Hängende Köpfe und enttäuschte Gesichter – nach dem Schlusspfiff am vergangenen Wochenende gab der Hauptstadtklub ein durchwachsenes Bild ab. Was war passiert? Zum wiederholten Male standen sich der Berliner im Kampf um die Rückkehr in die Bundesliga selbst im Weg. 19:11 Torschüsse, 21:15 Flanken, 59 Prozent Ballbesitz. All das reichte nicht, um die 0:1-Heimniederlage gegen den 1. FC Kaiserslautern zu vermeiden. Die Dominanz der Herthaner auf dem Feld ließ sich einfach nicht in Treffer ummünzen. "Es war der letzte Pass, die Abschlussqualität und auch einfach die Fähigkeit, die richtige Entscheidung zu treffen. […] Da würde ich schon sagen, dass es eine Qualitätssache ist.
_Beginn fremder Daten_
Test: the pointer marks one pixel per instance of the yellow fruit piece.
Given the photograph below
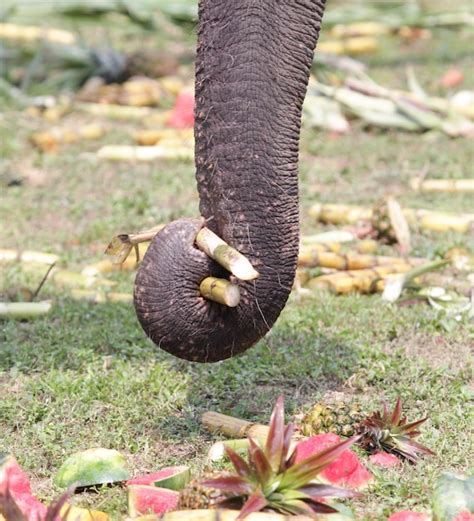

Weil wir müssen die Tore ja machen", erklärte Mittelfeldakteur Paul Seguin nach dem Duell an den Mikrofonen der Journalisten. Nun scheint der angestrebte Weg ins Oberhaus des deutschen Fußballs abermals verbaut, die Konkurrenz auf den vorderen Plätzen enteilt. Nach fünf ungeschlagenen Pflichtspielen in Folge hat „die alte Dame“ also erstmals wieder verloren. Der Ärger war groß, die Saison wurde deswegen aber noch nicht für beendet erklärt. Die Flinte ins Korn werfen? Das gibt es bei den Blau-Weißen nicht. „Trotzdem haben wir noch Ziele. Der Trainer hat es gesagt, es gibt ein, zwei Mannschaften, die man theoretisch noch einholen kann - und es wäre eine schöne Sache, wenn wir noch jemanden einfangen könnten“, ließ Stürmer Luca Schuler verlauten.

Letzte Begegnung

Im Hinrundenspiel gegen Hertha BSC zeigte die Eintracht von Beginn an eine mutige und engagierte Leistung. Die Löwen standen kompakt, pressten hoch und ließen die Berliner lange kaum zu gefährlichen Abschlüssen kommen. Die beste Chance der ersten Halbzeit hatte Patrick Nkoa nach einem Freistoß von Sven Köhler, sein Kopfball verfehlte das Tor jedoch knapp. Auch offensiv setzte die Eintracht immer wieder Nadelstiche. Vor allem über Ballgewinne und schnelles Umschalten kamen die Blau-Gelben zu Möglichkeiten, unter anderem durch Sidi Sané und Chris Conteh. Auf der anderen Seite blieb Hertha vor allem dann gefährlich, wenn Fabian Reese Tempo aufnehmen konnte. Trotzdem ging es nach einer intensiven ersten Hälfte torlos in die Pause. Nach dem Seitenwechsel fiel die Entscheidung dann durch einen Kopfballtreffer von Marten Winkler nach einer Flanke von Reese. In der Folge erhöhte Hertha den Druck, während die Eintracht kämpferisch dagegenhielt und weiter auf den Ausgleich drängte. Besonders bitter: Ein möglicher Handelfmeter für die Löwen wurde nach VAR-Prüfung zurückgenommen. Trotz engagierter Schlussphase blieb die Eintracht ohne Treffer und musste sich am Ende im Flutlicht des Olympiastadions knapp mit 0:1 geschlagen geben.